I am taking SharePoint dev courses about SP workflows and the assumption is that I have already mastered C#, which i have not, I only have a decent understanding of the principles. So the course keeps on pulling a rabbit out of a hat, so to speak, without explanation. So I might have many more questions like this ion the future, but hopefully they will all be easy points for everyone.

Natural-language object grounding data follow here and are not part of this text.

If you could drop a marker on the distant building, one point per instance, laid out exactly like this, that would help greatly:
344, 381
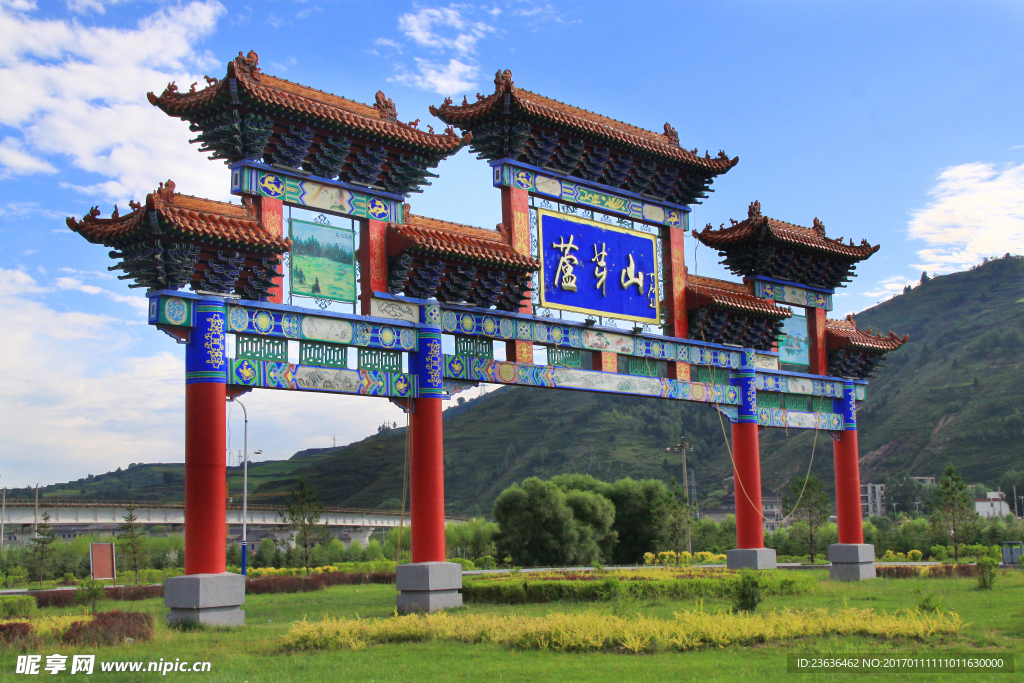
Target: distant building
993, 505
872, 500
771, 508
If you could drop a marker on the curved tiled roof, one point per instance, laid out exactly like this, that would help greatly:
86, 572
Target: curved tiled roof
430, 236
734, 296
201, 219
757, 227
333, 111
664, 144
843, 334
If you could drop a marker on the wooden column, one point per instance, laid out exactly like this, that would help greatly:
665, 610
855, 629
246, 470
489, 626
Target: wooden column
515, 218
816, 335
676, 321
373, 261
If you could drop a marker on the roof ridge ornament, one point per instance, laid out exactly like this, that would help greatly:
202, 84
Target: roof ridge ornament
385, 107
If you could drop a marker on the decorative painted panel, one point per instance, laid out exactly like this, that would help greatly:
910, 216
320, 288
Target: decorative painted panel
597, 268
593, 196
798, 296
333, 198
363, 382
569, 378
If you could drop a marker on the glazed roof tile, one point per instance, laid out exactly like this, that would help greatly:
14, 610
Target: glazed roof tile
201, 219
734, 296
664, 144
379, 119
446, 239
840, 334
757, 226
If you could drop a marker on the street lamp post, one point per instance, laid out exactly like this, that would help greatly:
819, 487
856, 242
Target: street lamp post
245, 484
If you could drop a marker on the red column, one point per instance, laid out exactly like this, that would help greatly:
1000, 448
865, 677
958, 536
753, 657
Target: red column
747, 459
373, 261
848, 509
515, 218
816, 335
427, 481
205, 470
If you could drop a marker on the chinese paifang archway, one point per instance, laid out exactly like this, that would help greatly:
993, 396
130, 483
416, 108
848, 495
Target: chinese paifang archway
594, 213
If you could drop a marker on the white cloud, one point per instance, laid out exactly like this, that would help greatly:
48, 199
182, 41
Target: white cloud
79, 92
443, 79
976, 211
443, 29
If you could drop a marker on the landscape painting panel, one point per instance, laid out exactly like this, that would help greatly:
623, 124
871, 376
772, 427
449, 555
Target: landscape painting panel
323, 261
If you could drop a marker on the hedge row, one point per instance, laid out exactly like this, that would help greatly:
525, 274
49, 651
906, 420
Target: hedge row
591, 589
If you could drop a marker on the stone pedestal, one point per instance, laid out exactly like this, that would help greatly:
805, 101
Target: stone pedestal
851, 561
213, 599
751, 558
427, 587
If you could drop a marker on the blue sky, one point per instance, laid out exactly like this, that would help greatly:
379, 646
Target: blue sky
898, 122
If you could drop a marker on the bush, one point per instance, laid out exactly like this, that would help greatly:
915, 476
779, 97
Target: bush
111, 628
748, 595
986, 572
14, 632
14, 606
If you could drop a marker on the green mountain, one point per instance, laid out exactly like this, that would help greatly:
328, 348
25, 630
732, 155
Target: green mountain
953, 394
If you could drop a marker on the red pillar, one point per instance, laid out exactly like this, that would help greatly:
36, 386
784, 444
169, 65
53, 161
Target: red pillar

I understand what default(Guid) does after some research, and the course code used this in another exercise
public Guid varname = default(Guid);

But now in this exercise, when it is declaring a field to hold a Guid value it is:
public Guid workflowId = default(System.Guid);

At first I thought it needed System.Guid instead of just Guid because I have no using statement at the top for System.Guid, so in this case, it has to be explicit. So when I went to add using System.Guid, intellisense does not know what I am talking about. I have read that Guid is in the System namespace, so I thought that maybe I need to add a reference to System.Guid, but under .net, I cannot find any such reference.

So what's going on?

Also, inside of an event handler, it calls this
taskID = Guid.NewGuid();

I understand that the Guid has a static method called NewGuid, which does not create an empty guid like in the case of the field variable declaration above, but instead generates an actual Guid value. But I don't understand how this method could just seemingly be called out of nowhere right after a Guid value type. Does it have something to do with the fact that taskID has already been declared as a Guid field/variable?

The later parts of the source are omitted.